In the end, Trump’s public charge changes lasted only about 20 months before being unwound by the Biden administration, which noted that citizen children of many immigrant families weren’t using Medicaid although they were fully eligible to do so. Yet by 2023, close to 12% of adults in immigrant families still said they avoided safety net programs like Medicaid and SNAP because they feared using them would jeopardize their green card status, according to the Urban Institute, a Washington, D.C.–based think tank.
The details and timing of the policy mattered less to immigrants, Bustamante said, than the clear threat implied by the enacting of the policy itself.
In addition to the human cost of families avoiding public assistance out of fear, there are practical considerations, especially in California. Though an exact count is elusive and most researchers believe the actual number is much higher, the state is home to at least 1.8 million undocumented immigrants, and undocumented workers are estimated to comprise about 6% of the workforce.

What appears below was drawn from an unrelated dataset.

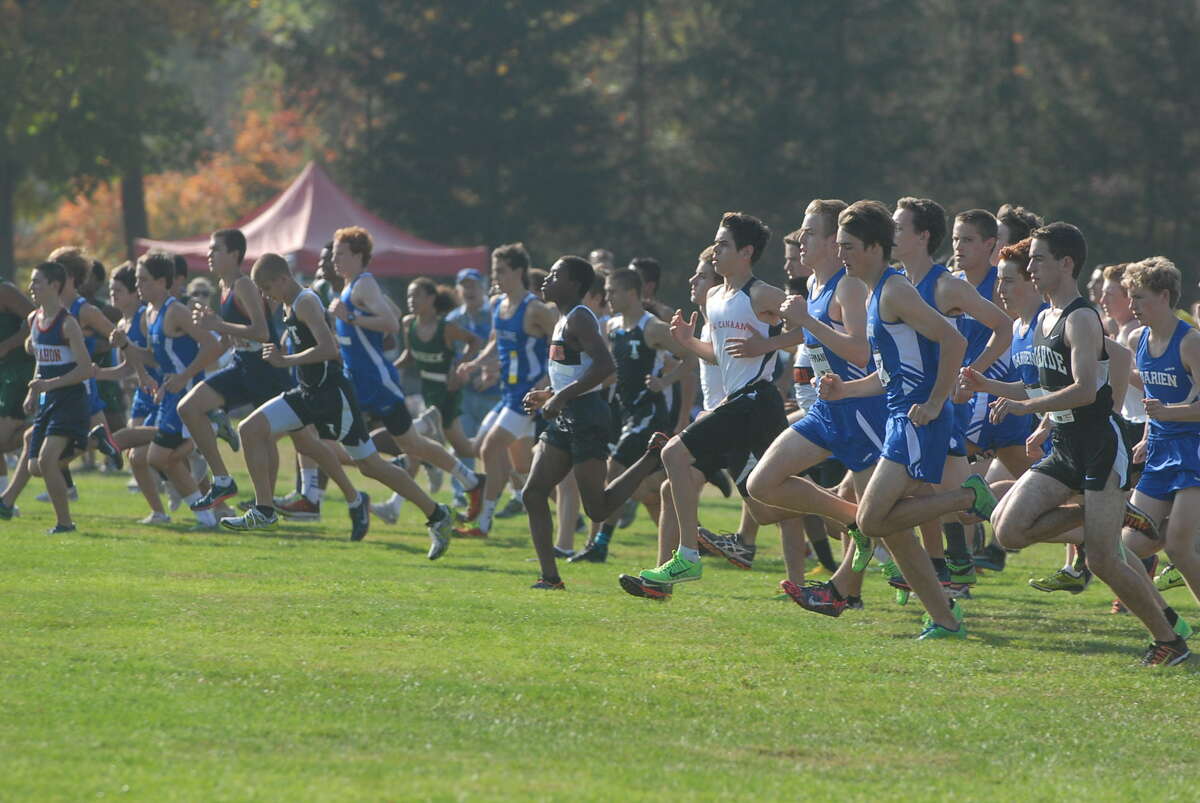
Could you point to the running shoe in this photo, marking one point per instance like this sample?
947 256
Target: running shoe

A 2024 analysis by economists at California Lutheran University found that undocumented workers are the source of more than half a trillion dollars of products in the state. Yet nearly 40% of undocumented immigrants in California have no health insurance, as opposed to 8% of the state’s population overall, according to Jamshid Damooei, executive director of Cal Lutheran’s Center for Economics of Social Issues.
“Access to health care is a human right,” Damooei said. “A large proportion of undocumented immigrants are denied such rights.” Among the international members of the Organization for Economic Cooperation and Development, the U.S., Mexico, South Korea and Turkey are the only nations that do not recognize universal health care as a basic human right.
The majority of Americans surveyed say that children born in the U.S. should automatically become citizens, and a recent Pew Center poll found that 56% disapprove of Trump’s birthright citizenship executive order. Under Gov. Gavin Newsom, meanwhile, California has expanded its Medi-Cal program (the state’s version of Medicaid) to include all residents who qualify, regardless of their immigration status.
But Trump’s threat to birthright citizenship will almost surely lead to more Californians shunning that basic health care, for fear that their own immigrant information will be recorded and perhaps shared — and their children’s citizen status subsequently threatened.
“Of course, that’s the point,” Bustamante said. “It happened before, with the public charge rule — and even now, the fear of that rule is still present in immigrant communities, even though it’s been changed. This administration has not changed it back yet, but I would anticipate it will be on the agenda in the future. And that is the same idea behind making this announcement on birthright citizenship — to stoke fear.”